Der Mann, der seinen Worten mit großem Ernst gefolgt war, nickte zum Dank und sagte: 'Ich kann mich natürlich irren. Aber falls es sich wirklich um meinen Traum handelt, bestehe ich darauf, ihn so rasch wie möglich zurück zu erhalten.'

'Sicher, sicher', lächelte der sich verbeugende Direktor.

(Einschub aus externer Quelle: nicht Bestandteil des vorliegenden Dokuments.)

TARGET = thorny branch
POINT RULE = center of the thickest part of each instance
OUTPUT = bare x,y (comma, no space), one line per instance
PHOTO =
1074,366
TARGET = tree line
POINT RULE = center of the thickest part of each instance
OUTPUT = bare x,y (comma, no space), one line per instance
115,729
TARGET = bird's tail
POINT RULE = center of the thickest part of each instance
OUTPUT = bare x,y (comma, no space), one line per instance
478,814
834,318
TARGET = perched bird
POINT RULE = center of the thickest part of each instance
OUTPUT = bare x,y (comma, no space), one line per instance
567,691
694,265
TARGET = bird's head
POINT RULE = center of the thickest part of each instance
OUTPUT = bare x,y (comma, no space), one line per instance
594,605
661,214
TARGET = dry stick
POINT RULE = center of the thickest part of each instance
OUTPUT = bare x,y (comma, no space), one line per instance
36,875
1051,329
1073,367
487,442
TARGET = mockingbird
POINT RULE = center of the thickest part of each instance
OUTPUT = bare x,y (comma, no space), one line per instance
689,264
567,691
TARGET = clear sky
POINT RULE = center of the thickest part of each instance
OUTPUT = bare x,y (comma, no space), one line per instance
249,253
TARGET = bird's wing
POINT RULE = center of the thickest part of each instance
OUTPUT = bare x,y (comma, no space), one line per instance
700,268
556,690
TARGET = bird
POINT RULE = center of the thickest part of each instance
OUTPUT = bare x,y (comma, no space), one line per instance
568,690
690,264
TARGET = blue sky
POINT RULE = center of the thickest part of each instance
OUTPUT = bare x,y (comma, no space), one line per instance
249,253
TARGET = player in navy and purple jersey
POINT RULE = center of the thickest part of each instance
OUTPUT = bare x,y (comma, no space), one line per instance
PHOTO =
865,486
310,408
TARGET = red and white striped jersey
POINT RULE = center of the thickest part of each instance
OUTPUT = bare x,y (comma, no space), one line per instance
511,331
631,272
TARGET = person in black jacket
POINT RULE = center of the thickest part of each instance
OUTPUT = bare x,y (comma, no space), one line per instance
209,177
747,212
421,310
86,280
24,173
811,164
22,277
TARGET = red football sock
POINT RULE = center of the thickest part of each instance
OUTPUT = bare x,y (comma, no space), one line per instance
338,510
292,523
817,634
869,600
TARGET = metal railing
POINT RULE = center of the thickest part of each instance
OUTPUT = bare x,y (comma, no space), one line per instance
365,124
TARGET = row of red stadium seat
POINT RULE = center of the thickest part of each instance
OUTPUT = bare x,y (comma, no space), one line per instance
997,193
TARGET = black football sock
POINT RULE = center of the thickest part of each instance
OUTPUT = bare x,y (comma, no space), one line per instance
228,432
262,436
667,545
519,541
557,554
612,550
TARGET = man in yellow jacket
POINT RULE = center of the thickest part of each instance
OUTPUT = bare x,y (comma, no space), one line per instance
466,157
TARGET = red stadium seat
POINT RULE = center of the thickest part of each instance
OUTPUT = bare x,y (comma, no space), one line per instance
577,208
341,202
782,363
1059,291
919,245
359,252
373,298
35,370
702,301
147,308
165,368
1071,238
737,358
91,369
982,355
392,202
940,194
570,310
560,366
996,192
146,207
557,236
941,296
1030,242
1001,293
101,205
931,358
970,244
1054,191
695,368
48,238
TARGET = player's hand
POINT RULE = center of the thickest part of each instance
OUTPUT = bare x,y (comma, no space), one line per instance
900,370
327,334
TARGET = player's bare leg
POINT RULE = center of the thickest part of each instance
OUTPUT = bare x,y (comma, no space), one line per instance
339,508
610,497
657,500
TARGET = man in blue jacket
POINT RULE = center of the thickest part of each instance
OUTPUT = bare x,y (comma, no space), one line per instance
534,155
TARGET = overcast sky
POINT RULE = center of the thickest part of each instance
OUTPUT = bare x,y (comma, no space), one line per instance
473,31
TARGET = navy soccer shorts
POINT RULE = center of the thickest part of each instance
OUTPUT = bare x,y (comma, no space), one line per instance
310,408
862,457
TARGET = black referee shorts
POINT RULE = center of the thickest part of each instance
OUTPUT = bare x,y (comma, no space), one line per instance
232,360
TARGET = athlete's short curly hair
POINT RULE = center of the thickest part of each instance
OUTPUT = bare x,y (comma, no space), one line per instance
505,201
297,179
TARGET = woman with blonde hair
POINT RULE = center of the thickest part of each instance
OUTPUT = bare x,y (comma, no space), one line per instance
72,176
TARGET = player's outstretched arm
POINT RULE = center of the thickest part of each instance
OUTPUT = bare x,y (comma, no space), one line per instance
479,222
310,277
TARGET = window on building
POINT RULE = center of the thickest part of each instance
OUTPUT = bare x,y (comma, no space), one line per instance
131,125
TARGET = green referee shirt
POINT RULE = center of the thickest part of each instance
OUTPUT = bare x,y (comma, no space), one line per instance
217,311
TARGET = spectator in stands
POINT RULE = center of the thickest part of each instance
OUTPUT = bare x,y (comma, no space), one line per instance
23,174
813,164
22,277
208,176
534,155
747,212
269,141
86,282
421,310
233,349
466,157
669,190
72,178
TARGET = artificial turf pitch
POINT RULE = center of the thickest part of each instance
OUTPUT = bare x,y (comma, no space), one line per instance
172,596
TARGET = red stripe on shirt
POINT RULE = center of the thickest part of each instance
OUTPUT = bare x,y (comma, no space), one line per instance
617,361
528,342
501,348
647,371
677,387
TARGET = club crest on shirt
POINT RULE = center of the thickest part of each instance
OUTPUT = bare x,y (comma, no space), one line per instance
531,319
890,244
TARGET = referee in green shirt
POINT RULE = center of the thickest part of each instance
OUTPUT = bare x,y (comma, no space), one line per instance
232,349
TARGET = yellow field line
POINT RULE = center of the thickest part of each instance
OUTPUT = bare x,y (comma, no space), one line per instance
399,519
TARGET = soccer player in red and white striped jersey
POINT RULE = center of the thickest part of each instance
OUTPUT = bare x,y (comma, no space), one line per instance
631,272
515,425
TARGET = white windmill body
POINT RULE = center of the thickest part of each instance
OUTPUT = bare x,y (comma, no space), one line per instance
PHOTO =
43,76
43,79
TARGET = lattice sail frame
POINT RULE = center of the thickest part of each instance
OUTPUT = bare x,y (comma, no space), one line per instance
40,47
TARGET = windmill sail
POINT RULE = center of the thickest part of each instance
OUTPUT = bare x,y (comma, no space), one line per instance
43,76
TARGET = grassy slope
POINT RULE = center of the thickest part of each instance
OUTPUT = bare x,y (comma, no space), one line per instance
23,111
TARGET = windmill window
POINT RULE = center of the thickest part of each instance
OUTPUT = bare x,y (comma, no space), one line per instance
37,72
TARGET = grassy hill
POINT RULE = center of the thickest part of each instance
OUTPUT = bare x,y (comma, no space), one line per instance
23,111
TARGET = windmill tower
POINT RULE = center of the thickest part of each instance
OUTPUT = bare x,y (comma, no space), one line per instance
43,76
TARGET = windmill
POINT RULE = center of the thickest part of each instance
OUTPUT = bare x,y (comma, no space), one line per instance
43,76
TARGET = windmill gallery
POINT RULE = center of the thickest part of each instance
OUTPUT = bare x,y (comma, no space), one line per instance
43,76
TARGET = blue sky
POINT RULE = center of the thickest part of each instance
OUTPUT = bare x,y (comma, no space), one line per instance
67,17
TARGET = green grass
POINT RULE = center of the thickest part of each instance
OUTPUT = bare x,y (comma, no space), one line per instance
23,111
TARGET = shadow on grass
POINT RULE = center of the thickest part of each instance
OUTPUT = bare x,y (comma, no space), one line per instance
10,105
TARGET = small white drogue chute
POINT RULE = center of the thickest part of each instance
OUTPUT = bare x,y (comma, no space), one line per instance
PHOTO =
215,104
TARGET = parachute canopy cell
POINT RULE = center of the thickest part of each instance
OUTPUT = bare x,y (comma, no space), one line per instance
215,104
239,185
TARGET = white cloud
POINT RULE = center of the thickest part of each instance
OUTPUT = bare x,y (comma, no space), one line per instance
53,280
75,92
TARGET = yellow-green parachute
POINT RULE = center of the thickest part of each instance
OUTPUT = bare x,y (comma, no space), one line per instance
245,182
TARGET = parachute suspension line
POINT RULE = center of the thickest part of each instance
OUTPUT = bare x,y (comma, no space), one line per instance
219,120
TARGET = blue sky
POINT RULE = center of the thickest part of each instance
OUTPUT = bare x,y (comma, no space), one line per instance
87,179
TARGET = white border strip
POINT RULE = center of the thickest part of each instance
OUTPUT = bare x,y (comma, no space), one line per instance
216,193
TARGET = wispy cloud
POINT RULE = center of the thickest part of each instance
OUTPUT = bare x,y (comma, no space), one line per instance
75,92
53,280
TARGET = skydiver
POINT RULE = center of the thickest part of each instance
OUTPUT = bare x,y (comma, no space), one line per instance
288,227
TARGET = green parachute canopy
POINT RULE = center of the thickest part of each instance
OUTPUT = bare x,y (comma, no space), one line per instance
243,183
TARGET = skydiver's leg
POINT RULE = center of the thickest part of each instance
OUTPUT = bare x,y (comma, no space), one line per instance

Mit gelassenem Schritt, den Stock wieder unter dem Arm, verschwand der Mann in der Loge. Der Direktor telefonierte mit dem Portier, und der Portier holte einen Polizisten, der sich bei dem Feuerwehrschlauch aufstellte als ob er eigentlich der Feuerwehrmann sei, während der Direktor, dennoch etwas nervös geworden, weiterhin in der Nähe der Logentür hin und her schlenderte, hinter der der Mann jetzt saß und sich den Naturfilm ansah, der, wie der Direktor sich deutlich erinnerte, nichts Traumhaftes hatte ­ es war nicht einmal ein Farbfilm, ­ aber bei Verrückten konnte man nie sicher sein. Ungefähr zehn Minuten verstrichen; es passierte nichts. Vergebens wartete man auf Lärm aus der Loge, Protestrufe oder den Stock gegen die Leinwand, vergebens blickten auch die mittlerweile verständigten Platzanweiserinnen nach oben. Dort in der Loge glühte nicht einmal die Zigarrenspitze des gefährlichen Mannes, der von ihrem Direktor dort eingeschlossen worden war.

Sehr lange dauerte es. Da die Anwesenheit des Direktors anderswo erforderlich wurde und es doch auch nicht anging, den Mann das ganze Programm bis zuletzt umsonst sehen zu lassen, gab er dem Polizisten ein Zeichen und öffnete die Logentür. Der Zeichentrickfilm ging gerade zu Ende, die Loge war vage erleuchtet, den Mann sah er nicht. Er ging nach vorne, eine Treppe hinunter, sah nach links und rechts, dann wurde mit einem Mal das Licht angedreht, und der Mann war nirgends zu entdecken, wie er sich auch umsah. Da war er doch kurz erschrocken.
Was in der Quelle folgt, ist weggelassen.